Two cybersecurity firms, ESET and Dragos Inc., released a detailed analysis on the attack this week detailing how it works and why it remains a menace. The malware, dubbed “Crash Override” or “Industroyer” is able to nearly automate attacks on power infrastructure and includes swappable components that allow it to adapt to different utilities. The malware was able to utilize the specific protocols the subsystems use in order to control the flow of electricity. Once a machine is infected, the malware automatically maps out control network and locates critical equipment. It also sends logs back to the attackers for future attacks. Because this particular malware is automated, it allows attackers to quickly deploy to multiple sites with less manpower. In contrast, cybersecurity experts believe the attack two years ago required no less than 20 people and three separate regional energy companies in a coordinated strike. This attack also probably was facilitated by a targeted spear-phishing attack that allowed hackers to gain administrative credentials. According to Rob Lee of Dragos, “Those 20 people could target ten or fifteen sites or even more, depending on time.”
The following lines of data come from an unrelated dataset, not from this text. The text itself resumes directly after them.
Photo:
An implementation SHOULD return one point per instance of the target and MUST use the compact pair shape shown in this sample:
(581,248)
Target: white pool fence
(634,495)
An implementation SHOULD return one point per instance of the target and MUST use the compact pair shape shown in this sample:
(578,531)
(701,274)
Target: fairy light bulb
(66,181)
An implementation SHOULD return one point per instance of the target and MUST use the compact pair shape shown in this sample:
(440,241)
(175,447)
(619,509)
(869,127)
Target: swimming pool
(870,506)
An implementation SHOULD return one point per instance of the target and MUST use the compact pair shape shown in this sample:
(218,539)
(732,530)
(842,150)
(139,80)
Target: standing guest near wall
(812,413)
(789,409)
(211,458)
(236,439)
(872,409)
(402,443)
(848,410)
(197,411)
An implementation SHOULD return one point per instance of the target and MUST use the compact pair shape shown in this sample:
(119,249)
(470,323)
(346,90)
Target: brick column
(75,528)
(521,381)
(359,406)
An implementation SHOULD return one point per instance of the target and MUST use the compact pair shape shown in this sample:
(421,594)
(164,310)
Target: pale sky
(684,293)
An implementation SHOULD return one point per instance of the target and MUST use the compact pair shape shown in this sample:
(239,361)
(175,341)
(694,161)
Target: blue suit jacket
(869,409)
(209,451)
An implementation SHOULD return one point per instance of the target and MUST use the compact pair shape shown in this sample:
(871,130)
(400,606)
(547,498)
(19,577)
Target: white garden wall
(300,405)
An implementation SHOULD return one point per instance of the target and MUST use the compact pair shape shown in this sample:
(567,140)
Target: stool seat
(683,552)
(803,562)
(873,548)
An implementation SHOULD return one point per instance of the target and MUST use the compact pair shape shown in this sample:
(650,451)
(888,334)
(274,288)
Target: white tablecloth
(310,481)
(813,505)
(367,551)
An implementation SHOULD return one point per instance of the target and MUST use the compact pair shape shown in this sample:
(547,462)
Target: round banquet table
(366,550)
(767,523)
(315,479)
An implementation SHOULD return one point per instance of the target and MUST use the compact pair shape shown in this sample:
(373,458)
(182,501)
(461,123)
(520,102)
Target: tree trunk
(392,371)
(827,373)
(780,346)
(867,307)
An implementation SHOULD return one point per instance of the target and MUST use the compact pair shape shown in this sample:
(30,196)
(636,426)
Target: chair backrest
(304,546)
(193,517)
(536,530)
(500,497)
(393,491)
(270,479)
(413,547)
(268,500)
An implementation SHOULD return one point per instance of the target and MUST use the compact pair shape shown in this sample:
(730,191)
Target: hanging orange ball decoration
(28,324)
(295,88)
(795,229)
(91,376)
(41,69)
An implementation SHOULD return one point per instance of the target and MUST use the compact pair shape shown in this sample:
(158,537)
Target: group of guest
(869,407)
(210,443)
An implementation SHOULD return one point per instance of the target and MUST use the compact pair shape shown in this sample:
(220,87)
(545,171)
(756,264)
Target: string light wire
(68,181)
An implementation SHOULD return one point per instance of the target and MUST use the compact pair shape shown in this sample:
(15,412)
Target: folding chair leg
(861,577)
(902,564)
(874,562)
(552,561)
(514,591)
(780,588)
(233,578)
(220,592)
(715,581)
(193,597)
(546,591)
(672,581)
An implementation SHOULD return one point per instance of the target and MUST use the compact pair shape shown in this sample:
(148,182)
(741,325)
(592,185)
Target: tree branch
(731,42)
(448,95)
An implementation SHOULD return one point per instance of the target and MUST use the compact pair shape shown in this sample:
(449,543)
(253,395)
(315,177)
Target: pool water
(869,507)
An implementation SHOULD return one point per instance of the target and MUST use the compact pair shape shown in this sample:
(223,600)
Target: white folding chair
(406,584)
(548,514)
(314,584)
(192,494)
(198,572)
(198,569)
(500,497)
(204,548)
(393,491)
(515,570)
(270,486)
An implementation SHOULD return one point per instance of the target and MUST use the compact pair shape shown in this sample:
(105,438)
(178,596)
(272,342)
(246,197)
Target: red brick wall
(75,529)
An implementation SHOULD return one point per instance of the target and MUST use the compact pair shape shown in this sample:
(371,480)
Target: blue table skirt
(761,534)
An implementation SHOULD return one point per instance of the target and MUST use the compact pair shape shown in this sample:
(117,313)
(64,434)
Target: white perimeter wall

The most infamous case of malware targeting infrastructure was the Stuxnet virus that took down Iranian nuclear power plants. However, while Stuxnet was focused on disrupting Iran’s nuclear ambitions, this is only the second time that malware has targeted commercial power stations. This past January, The U.S. Department of Energy warned that the electric grid “faces imminent danger” from targeted infrastructure attacks. At the moment, Crash Override doesn’t seem to use any zero day vulnerabilities and also seems to be limited to regional blackouts instead of being able to cause damage on the scale of the 2003 blackout of the northeast United States.